Так странно, но времена сытости и праздности будто губят в нас людей, заставляют человечность уснуть, убаюканную леностью и достатком. А тяжёлые дни, когда с трудом обретенная хрупкая стабильно кажется едва ли не самым великим счастьем в жизни, а за саму жизнь приходится сражаться, вновь возвращают к пониманию, каково другим. Тем, кто в нынешний момент ведёт свою битву за выживание. Учат состраданию, милосердию. Так и сейчас– всё больше я слышу, как жители колонии, в основном, женщины, обсуждают то, о чем раньше просто боялись говорить вслух. Сколько детей за этими стенами. Сколько страданий и мучений выпадает на их долю, но, главное, каково им было бы здесь. С нами. В благоденствии и покое. Мужчины, конечно, возражают, вставляя, что с детьми в колонию обязательно придут и их матери, у некоторых даже и отцы. Но в их голосах больше нет исступлённой фанатичной веры в то, что "пришлые" принесут лишь страдания и разрушения. Не хочется спугнуть такое хрупкое равновесие, лёгкий призрак мира, установившегося внутри высоких стен колонии, но я так счастлива. Наконец-то я не вижу здесь больных правил своего бывшего убежища. Места, где людей делили на уровни, и жизнь человека с одного из низших уровней стоила в разы меньше плошки с чистой водой. Наконец страх за свою жизнь, точно мутная грязь со дна, осел в глубинах душ, выпустив на поверхность нечто более важное, то, на чем и должен держаться мир– человечность.

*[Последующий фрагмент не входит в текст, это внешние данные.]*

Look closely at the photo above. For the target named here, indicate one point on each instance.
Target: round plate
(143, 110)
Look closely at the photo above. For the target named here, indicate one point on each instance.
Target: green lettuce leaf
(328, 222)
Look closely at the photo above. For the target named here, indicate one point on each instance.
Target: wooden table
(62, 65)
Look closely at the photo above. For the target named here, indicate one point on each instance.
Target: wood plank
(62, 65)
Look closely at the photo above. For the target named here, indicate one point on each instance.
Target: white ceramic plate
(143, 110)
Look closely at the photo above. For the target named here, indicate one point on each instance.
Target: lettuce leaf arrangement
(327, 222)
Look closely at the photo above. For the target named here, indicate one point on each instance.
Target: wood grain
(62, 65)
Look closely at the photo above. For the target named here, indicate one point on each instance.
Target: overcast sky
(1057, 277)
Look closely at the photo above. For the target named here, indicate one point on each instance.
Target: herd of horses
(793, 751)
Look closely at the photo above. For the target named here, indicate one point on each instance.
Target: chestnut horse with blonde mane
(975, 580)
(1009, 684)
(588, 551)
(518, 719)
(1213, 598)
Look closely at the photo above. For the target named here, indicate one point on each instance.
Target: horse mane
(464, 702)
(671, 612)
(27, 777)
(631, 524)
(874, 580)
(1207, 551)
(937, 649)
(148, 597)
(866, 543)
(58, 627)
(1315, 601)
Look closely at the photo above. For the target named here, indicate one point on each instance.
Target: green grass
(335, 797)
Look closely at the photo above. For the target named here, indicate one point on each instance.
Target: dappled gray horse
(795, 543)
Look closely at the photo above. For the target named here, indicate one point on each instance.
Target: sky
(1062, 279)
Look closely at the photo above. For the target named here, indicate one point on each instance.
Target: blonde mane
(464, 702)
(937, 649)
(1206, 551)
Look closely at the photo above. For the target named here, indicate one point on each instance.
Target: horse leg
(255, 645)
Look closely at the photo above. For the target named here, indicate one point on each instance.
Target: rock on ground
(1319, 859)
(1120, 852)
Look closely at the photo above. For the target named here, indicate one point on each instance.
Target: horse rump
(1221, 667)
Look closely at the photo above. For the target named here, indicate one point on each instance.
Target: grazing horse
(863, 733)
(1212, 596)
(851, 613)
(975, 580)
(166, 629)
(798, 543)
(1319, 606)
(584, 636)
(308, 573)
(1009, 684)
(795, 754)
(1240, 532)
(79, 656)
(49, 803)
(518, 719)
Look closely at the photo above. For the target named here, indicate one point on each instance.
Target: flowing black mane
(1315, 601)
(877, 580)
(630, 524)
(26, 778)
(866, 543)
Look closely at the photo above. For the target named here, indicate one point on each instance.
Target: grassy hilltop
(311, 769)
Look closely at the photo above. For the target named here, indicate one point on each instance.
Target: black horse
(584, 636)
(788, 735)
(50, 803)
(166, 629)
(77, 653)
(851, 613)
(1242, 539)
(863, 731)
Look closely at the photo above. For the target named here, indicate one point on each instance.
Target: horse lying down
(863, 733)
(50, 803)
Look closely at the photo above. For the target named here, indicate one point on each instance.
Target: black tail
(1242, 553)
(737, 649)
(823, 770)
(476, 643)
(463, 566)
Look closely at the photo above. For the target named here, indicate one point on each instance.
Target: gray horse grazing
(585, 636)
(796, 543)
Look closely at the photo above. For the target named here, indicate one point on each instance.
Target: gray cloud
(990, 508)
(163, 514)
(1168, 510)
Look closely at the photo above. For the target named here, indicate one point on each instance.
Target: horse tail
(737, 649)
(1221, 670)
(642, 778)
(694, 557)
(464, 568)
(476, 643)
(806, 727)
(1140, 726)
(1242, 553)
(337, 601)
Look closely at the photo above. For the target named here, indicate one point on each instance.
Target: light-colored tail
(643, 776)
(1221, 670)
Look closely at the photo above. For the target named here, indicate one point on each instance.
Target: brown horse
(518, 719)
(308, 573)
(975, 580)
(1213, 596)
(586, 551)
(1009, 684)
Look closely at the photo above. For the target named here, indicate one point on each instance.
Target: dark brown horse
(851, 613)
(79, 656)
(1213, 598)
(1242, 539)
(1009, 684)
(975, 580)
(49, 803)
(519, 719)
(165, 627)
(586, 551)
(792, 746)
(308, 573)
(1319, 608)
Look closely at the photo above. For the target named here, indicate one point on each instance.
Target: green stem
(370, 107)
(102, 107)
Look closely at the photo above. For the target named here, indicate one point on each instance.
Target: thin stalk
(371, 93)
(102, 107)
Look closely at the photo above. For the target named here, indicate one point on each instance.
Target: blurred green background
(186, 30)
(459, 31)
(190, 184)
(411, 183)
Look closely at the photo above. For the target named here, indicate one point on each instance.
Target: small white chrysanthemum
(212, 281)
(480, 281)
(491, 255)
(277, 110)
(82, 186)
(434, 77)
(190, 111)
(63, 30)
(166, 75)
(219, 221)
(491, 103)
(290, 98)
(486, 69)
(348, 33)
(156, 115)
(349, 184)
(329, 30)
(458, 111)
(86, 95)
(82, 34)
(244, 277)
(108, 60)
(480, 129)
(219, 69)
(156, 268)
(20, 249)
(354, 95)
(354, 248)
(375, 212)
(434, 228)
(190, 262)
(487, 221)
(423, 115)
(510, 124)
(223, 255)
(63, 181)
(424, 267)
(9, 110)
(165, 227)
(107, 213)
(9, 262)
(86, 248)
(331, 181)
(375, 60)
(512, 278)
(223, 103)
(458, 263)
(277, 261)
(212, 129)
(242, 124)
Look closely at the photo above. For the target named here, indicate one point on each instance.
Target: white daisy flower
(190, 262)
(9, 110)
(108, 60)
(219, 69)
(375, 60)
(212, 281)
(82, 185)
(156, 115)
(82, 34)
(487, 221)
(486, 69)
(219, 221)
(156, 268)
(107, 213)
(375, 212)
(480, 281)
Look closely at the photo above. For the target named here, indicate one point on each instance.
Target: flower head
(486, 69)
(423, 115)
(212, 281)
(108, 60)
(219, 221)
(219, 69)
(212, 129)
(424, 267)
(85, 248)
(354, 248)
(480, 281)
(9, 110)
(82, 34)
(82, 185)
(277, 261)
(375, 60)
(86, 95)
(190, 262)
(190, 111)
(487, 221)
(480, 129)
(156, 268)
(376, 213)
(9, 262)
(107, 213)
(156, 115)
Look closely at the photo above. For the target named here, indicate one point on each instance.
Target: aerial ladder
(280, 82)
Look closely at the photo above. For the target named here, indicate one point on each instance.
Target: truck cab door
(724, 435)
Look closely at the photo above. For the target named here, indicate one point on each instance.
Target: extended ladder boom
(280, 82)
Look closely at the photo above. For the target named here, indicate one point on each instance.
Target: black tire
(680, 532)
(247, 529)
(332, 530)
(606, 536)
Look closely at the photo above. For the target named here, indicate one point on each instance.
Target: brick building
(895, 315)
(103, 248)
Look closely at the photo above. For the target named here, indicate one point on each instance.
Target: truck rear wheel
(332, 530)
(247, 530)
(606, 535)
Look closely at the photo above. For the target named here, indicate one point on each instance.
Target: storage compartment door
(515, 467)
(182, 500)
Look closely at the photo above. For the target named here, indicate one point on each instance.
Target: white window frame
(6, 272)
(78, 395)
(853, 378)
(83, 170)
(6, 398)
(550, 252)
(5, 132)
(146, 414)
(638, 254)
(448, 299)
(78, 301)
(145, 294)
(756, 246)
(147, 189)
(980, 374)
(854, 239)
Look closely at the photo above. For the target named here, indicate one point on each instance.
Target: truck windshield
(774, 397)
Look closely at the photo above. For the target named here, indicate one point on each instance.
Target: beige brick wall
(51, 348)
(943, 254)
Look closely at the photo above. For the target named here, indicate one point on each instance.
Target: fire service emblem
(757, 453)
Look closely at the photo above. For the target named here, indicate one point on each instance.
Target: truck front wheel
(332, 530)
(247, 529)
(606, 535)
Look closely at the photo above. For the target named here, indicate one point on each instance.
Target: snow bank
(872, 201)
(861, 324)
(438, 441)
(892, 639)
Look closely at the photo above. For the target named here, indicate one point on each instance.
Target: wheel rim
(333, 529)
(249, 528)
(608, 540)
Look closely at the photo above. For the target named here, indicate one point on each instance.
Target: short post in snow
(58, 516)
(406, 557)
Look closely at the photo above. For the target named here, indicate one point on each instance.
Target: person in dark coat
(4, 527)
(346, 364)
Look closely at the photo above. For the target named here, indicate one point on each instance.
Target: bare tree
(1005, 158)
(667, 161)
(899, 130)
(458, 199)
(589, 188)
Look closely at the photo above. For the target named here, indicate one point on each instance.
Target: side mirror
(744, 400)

Сегодня я волнуюсь– впервые я приготовила нечто вроде свидания. Нашего первого, того, о чем не могла и мечтать. Я не знаю, любовь ли– та смесь чувств, в которой я купаюсь, стоит просто подумать о Демире. Здесь и ненависть, никуда не исчезнувшая, лежащая глубоко на самом дне, в ожидании своего часа. Страсть, охватывающая всё тело, стоит вспомнить о том, как жадны и ненасытны его губы. Горькая обида – при одних лишь мыслях о том, что он был в силах сделать всё иначе– те мучения, что переносила по его вине, нашу близость, всё! Томление, вызываемое тем, что он рядом. И липкий страх. Страх того, что Демир так и остался тем бездушным животным, готовым лгать, убивать, идти по головам ради достижения своих целей. И сейчас я понимаю, что он ищет. Тот огромный подземный бункер, о котором говорила Адриана, о котором несколько раз вскользь упоминал Вэл. Правда, в контексте выдумки, надежды людей на спасение. Здорово ведь думать, что ты не обречён, если ресурсы и черпают себя. Что где-то рядом – огромная подземная кладовая с нереальными запасами необходимостиго, солнечными батареями, аккумуляторами и множеством нужных вещей. А ещё – с полными кристально чистой воды резервуарами.
–О чем задумалась?– Демир таким знакомым крепким объятием прижимает меня к себе. Откликнувшись спиной на его грудь, кладу ладони на крепкие мужские руки.